As we started to grow, we wanted a brand that was less descriptive, and more solutions-focused. The emphasis needed to be on the managers who are liberated by the automation system rather than on the spaces they manage. Operto is a derivation of the Italian word “aperto” which means to open. It conveys our focus on opening opportunities through automation that enrich the lives of guests and property managers.
- How does this reflect your expansion since 2016, having also been named in the PhocusWire Hot 25 startups for 2019?
It simultaneously reflects our growth internationally and our expanded offering with an operating dashboard that gives property managers real-time insight and control over their inventory. As we mature into a company that offers a full suite of property automation, we are really creating a category that didn’t previously exist. We wanted a brand that grows with this paradigm shift.
- Can you talk to us about the next-generation software operating dashboard that you have just launched? How will this transform the short-term rental industry from a property automation perspective?
To date, smart home automation has been very app-based and consumer-focused. Even the term “smart home” tells you that the technology wasn’t designed for vacation rentals and short-term stays. Our software is purpose-built for accommodations and we’ve automated (with great PMS partners of course) the entire process from booking to arrival, check-out to turnover. We believe the next generation of tools will require fewer interactions with apps or software – as much as possible should and will be automated.
- How will the dashboard be able to cater for hotel and serviced apartment owners as well as vacation rental property managers at the same time?
The lines are blurring every day, with hotels and short-term rentals behaving increasingly alike. For instance, we recently worked with a boutique hotel in Toronto that has no front desk and is purely self check-in. Meanwhile, many of our vacation rental properties are more like guesthouses with individual guest rooms. We’ve also had to create permission levels for vacation rental managers with teams of booking agents, cleaners, pre check-in inspectors, etc; which is surprisingly similar in team size and complexity to a full-service hotel.
- How are you looking to expand further beyond your North American base into Europe and other parts of the world?
We have found some great partners in Europe both at a hardware and service/onboarding level. As a software IoT company, having strong partners in new markets is really critical. We are really excited about the opportunities in Europe and beyond!
- Speaking more generally, have you noticed any particular smart-home technology trends that are becoming prevalent in the space?
Since our managers are turning homes into commercial accommodations, our core hardware package is more purpose-driven than device-driven. We use a keypad smart lock, a controller and a smart sensor for noise and occupancy and tie it all together with intelligent software. It’s all about automation of check-in and check-out with real-time insights into what is happening on site. We can then add very purposeful devices, like thermostats or window sensors.

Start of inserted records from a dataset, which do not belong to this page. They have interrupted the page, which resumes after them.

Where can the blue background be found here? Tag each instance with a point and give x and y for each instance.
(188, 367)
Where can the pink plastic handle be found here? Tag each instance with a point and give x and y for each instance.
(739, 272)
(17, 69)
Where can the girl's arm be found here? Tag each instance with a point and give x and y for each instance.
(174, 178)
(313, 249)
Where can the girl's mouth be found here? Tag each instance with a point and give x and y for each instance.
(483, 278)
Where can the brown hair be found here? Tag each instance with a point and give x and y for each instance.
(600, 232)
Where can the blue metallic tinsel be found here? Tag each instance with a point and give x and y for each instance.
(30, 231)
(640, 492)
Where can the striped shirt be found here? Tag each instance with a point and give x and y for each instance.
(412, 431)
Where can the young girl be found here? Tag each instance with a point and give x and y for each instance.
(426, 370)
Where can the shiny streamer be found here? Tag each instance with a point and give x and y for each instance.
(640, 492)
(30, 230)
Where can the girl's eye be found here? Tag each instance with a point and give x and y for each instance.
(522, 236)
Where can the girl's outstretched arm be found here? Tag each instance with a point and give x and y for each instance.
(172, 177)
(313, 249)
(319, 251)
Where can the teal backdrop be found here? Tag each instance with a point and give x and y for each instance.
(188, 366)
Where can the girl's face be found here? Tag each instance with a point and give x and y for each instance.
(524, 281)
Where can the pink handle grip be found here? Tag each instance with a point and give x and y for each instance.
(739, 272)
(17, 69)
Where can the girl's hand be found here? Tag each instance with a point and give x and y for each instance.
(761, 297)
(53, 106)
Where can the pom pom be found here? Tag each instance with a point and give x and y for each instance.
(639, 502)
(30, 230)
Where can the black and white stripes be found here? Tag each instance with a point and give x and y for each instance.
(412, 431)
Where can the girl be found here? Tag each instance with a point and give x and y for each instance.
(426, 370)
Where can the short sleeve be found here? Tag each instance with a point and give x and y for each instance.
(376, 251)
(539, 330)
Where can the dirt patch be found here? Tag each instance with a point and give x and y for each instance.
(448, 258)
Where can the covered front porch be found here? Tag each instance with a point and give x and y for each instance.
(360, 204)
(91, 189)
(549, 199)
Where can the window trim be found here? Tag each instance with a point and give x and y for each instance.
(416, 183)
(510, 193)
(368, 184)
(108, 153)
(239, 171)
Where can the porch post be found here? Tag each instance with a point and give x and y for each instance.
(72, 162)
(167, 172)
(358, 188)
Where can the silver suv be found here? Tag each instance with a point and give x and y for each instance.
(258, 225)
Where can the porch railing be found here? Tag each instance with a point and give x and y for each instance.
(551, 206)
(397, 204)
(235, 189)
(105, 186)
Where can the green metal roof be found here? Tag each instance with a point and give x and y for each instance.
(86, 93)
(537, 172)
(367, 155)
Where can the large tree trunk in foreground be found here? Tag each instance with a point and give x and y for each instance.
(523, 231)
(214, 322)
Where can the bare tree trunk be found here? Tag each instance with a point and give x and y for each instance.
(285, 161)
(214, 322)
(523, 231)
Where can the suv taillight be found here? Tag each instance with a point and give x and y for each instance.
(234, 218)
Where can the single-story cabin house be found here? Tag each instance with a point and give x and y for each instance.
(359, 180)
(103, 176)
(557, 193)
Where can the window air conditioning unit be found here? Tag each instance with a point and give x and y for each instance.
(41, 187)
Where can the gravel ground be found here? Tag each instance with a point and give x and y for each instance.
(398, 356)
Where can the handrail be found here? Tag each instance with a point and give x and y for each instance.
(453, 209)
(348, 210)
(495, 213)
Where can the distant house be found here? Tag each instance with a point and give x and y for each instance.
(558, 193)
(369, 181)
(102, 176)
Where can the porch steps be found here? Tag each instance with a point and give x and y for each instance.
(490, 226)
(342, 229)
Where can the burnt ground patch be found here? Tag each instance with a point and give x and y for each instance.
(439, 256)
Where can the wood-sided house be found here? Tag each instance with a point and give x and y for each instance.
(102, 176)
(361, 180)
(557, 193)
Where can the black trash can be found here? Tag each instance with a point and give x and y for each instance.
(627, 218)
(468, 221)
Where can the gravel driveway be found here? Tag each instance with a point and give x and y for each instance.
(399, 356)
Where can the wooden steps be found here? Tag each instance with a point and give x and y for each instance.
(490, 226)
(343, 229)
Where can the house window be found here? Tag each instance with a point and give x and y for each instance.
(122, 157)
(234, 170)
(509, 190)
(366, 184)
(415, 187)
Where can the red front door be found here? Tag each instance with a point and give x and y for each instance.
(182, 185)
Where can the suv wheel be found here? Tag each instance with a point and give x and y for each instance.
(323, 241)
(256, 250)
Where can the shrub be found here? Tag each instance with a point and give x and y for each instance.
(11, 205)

Adding more devices without focusing on direct results is something property managers need to think carefully about. Alexa and Google Assistant is a popular topic and indeed exciting technologies, but the technology is not mature enough to improve the lives of guests and managers right now. It will be, but it won’t save a property manager time or money today.
- What challenges are companies such as Operto finding in solving operational issues relating to guest entry?
Like any business interfacing with hardware, device compatibility and reliability are a challenge. Instead of taking an ‘allow all, perfect none’ approach, we work with a curated range of hardware we have determined as ideal for the purpose. We build close relationships with our hardware partners to make sure we have the best possible end-to-end support.
Many people are worried about hardware install, but it typically only takes about 20 minutes per unit and doesn’t require specialised install staff, which is often a positive surprise.
Another challenge is communication, as we are creating a new category. We do property automation, not smart homes. We use many of the same devices so the difference is subtle, but important. We make the existing tech meaningful in a commercial setting. And by meaningful, we mean there are no gimmicks. It’s not about lightbulbs that go purple or a talking TV. Instead, it’s about technology and automation that truly moves the needle in terms of operational efficiency and guest satisfaction.
- How, if at all, is Operto being affected by the tightening of short-term rental regulations worldwide? Does this apply to how you are dealing with noise compliance?
We serve clients worldwide and across the full spectrum of accommodation so many clients are unaffected. Where homeowner associations are worried about short-term rentals, Operto is often used as a tool to demonstrate compliance and reduce safety concerns (no keys floating around; our system detects noise violations and over-occupancy before complaints occur).
We are strong advocates for better forms of government regulation. Well-intended but poorly crafted policies negatively affect local tourism and business. Short-term rentals are a real, and when managed right, positive force. The current zero-sum rhetoric fuelled by hotels and lawmakers doesn’t seem productive.